Our proposed hardware, shown in Figure 4.14, uses a Bloom filter (to summarize RI), a counter to determine |RI|, and set-sampling logic. We use a 1024-bit parallel Bloom filter [187] with two H<sub>3</sub> hash functions [42] and a 9-bit counter. The Bloom filter can be at most half-full (512 elements) before being reset. Larger Bloom filters can be used to reduce aliasing errors at the cost of more area/power overhead. The hardware uses a combination of set sampling and time sampling techniques [129, 132, 133, 172, 222]. It works as follows:

1. **Sample Initiation**: The Control Logic initializes the Set Filter to match a single set

of a cache with  $S=2^{10}$ . It chooses this value by first time-sampling the incoming address stream (10% selectivity) and then choosing the set number of the chosen address as the value for the Set Filter. It also saves this address in the Reference address register.

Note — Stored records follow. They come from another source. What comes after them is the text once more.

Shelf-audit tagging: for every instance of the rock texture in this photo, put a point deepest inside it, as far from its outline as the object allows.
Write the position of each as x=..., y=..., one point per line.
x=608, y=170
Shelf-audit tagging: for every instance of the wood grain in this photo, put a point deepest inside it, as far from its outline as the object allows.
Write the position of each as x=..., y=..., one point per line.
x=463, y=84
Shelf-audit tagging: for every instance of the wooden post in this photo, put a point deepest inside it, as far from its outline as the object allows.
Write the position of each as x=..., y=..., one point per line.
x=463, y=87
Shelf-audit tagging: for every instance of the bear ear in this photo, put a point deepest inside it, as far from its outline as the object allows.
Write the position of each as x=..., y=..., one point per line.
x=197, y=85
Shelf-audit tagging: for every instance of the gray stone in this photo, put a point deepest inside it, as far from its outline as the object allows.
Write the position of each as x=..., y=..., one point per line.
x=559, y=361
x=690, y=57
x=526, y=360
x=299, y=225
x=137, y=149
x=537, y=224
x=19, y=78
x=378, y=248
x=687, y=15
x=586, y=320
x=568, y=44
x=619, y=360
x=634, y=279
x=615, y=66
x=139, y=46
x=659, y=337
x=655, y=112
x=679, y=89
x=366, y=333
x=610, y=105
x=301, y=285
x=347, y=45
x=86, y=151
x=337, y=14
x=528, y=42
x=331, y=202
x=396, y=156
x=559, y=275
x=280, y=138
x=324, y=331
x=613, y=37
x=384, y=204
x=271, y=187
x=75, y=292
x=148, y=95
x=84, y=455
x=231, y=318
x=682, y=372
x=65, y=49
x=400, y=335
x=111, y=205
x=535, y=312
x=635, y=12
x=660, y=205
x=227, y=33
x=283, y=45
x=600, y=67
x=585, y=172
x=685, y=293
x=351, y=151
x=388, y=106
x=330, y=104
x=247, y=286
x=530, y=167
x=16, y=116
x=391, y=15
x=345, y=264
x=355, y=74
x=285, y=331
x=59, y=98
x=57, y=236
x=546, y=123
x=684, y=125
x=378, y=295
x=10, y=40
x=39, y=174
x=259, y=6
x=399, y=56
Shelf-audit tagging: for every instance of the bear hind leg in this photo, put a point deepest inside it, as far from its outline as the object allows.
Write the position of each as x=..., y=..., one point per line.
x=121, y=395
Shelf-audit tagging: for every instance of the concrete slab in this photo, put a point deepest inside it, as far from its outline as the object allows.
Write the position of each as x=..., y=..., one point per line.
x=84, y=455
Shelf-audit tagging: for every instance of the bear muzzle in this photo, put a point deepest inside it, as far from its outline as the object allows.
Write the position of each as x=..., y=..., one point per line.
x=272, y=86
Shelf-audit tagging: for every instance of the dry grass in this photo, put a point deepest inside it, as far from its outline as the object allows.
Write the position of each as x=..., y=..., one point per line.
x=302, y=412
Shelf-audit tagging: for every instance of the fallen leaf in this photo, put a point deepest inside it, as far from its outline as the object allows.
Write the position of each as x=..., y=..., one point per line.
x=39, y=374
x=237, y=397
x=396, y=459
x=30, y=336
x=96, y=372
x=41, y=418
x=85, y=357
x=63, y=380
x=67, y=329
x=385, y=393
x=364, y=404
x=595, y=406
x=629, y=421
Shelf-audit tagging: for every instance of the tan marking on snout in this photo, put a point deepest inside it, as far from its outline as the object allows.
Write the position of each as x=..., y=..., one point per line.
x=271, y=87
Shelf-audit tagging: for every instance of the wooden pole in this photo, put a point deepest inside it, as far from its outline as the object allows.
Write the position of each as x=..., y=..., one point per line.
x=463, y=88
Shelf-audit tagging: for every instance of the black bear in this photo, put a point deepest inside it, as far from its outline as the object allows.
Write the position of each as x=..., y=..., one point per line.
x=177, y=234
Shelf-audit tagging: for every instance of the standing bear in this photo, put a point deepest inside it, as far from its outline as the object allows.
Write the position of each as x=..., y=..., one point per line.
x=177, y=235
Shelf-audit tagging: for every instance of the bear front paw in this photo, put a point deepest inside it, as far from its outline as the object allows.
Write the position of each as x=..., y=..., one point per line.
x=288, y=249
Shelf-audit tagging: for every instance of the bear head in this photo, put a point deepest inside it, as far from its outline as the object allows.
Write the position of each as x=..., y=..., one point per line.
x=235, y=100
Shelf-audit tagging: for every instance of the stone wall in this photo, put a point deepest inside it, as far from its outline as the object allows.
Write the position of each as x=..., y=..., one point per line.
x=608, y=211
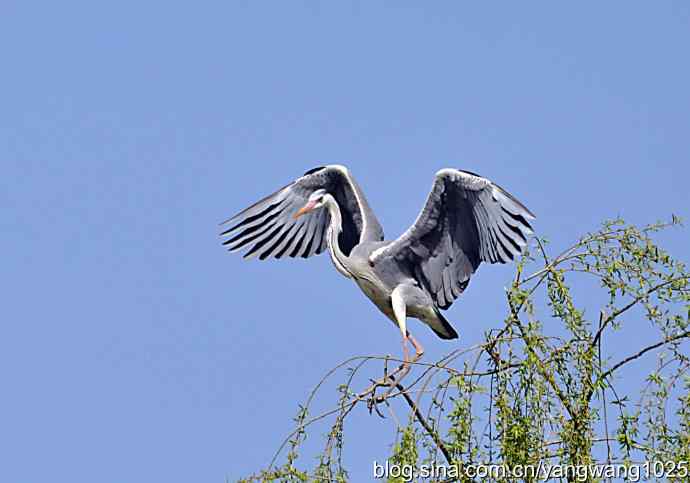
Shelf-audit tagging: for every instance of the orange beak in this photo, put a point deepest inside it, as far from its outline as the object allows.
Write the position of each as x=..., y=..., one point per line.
x=304, y=210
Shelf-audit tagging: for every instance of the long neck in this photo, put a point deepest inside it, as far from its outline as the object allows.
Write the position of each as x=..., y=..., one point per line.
x=340, y=260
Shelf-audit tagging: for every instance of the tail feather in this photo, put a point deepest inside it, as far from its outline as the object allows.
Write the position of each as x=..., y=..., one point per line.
x=442, y=327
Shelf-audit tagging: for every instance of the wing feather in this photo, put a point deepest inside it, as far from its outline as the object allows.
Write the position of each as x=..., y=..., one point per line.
x=267, y=228
x=466, y=220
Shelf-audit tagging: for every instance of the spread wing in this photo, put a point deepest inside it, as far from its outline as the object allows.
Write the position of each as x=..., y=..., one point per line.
x=466, y=220
x=267, y=228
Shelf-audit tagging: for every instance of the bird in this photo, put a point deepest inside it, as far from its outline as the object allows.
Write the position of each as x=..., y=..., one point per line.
x=466, y=220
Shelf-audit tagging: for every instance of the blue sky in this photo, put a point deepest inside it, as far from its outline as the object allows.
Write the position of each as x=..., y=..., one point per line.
x=133, y=347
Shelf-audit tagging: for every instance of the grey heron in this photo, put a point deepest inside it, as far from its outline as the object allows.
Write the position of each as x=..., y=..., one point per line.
x=466, y=220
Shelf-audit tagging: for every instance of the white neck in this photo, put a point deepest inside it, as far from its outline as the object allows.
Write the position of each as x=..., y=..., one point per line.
x=336, y=226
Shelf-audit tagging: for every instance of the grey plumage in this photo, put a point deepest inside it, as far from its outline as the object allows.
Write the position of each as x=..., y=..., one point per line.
x=466, y=220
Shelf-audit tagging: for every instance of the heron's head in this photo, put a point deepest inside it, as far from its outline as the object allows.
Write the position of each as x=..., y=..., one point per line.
x=316, y=200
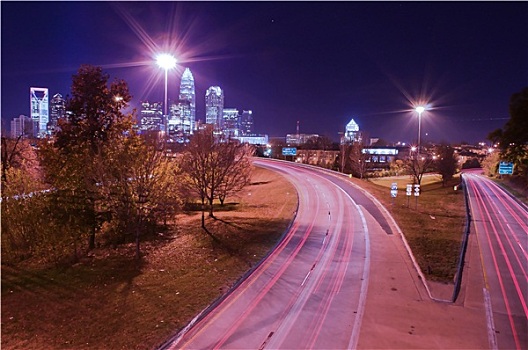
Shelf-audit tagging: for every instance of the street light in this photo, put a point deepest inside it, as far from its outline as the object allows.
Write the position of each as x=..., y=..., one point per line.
x=166, y=61
x=419, y=110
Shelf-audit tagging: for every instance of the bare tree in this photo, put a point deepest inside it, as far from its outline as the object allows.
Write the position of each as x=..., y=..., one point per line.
x=418, y=166
x=237, y=169
x=209, y=168
x=446, y=163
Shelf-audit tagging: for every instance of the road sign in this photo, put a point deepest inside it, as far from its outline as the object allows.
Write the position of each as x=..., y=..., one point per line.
x=505, y=168
x=416, y=190
x=394, y=190
x=289, y=151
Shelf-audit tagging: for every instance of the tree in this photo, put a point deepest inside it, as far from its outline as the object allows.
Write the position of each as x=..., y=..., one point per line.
x=359, y=160
x=513, y=138
x=418, y=166
x=446, y=163
x=20, y=168
x=73, y=158
x=142, y=183
x=490, y=164
x=209, y=168
x=238, y=169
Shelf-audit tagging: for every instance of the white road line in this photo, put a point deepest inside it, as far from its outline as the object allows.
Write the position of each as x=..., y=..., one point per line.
x=489, y=320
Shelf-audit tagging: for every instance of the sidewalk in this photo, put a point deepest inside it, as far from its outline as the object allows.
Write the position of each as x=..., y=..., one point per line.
x=399, y=313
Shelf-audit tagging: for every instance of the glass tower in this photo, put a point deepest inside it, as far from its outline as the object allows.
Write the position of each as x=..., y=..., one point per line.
x=57, y=111
x=214, y=106
x=246, y=123
x=187, y=102
x=38, y=99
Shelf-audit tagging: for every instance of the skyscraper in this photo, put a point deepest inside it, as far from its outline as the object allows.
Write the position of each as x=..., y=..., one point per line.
x=246, y=123
x=352, y=133
x=22, y=126
x=151, y=117
x=187, y=101
x=214, y=106
x=38, y=106
x=231, y=128
x=57, y=111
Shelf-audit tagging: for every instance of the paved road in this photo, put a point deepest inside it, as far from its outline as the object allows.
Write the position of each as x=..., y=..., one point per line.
x=310, y=292
x=501, y=226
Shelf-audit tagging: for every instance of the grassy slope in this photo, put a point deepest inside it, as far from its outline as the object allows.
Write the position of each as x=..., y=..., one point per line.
x=112, y=303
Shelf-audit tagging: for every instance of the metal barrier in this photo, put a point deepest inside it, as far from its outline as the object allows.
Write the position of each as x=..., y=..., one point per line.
x=463, y=248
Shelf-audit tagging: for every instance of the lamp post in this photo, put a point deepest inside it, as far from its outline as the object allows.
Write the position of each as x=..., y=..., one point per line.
x=166, y=61
x=419, y=110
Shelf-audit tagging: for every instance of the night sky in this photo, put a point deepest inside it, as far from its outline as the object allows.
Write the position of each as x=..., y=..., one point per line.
x=321, y=63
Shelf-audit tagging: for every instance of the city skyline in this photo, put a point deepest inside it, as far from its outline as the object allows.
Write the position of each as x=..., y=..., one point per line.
x=320, y=63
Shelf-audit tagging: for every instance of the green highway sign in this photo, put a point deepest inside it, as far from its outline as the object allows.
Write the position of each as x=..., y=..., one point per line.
x=505, y=168
x=289, y=151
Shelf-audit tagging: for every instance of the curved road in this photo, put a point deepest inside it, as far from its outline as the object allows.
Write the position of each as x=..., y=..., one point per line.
x=310, y=292
x=501, y=226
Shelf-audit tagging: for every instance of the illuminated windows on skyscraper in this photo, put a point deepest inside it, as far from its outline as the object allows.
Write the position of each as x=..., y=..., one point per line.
x=187, y=102
x=214, y=106
x=38, y=99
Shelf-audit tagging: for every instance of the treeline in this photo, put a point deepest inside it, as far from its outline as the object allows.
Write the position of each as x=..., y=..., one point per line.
x=96, y=181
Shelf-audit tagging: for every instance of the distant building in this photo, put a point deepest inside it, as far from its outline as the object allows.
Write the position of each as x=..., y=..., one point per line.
x=151, y=117
x=39, y=109
x=246, y=123
x=187, y=102
x=22, y=126
x=57, y=111
x=254, y=139
x=299, y=139
x=231, y=123
x=352, y=133
x=214, y=107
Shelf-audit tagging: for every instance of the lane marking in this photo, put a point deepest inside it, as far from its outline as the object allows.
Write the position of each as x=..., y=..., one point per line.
x=492, y=338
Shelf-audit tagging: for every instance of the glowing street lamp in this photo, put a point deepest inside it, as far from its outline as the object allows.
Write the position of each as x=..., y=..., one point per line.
x=166, y=61
x=419, y=110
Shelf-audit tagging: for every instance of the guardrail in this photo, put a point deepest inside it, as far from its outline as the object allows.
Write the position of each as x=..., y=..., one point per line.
x=463, y=248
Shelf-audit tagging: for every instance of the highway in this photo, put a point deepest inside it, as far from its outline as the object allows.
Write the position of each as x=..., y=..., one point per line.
x=310, y=292
x=501, y=227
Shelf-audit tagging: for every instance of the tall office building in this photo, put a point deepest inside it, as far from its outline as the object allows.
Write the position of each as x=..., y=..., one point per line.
x=38, y=100
x=231, y=123
x=22, y=126
x=57, y=111
x=214, y=106
x=151, y=117
x=246, y=123
x=352, y=133
x=188, y=101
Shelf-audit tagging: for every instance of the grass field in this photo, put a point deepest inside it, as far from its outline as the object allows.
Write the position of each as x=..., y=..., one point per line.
x=110, y=302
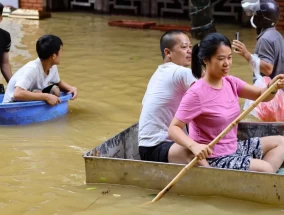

- 2. **Sample Continuation**: The Control Logic inspects (see step 3) each address that passes through the Set Filter. Then it inserts the address into the Bloom Filter and increments the 9-bit Counter provided that the Bloom Filter does not return a match (already seen) for the address.
- 3. **Sample Termination**: This happens in one of two cases—(i) the reference address is seen again, or (ii) the maximum value (511) for the 9-bit counter is reached before inserting another new element. For case (i), the Control Logic increments the entry (whose position matches the 9-bit Counter value) in the Histogram array. For both cases, it transitions to Sample Initiation mode.

The above process is repeated. Each sequence of steps 1–3 estimates the reuse distance of a single address in the address stream. This value is between 0–511 (both inclusive) or considered as  $\infty$  ( $\geqslant$  512) otherwise. A separate counter (not shown) tracks the total number of measurements. This value, together with the histogram entries, is used to estimate  $\mathbf{r}(2^{10})$ .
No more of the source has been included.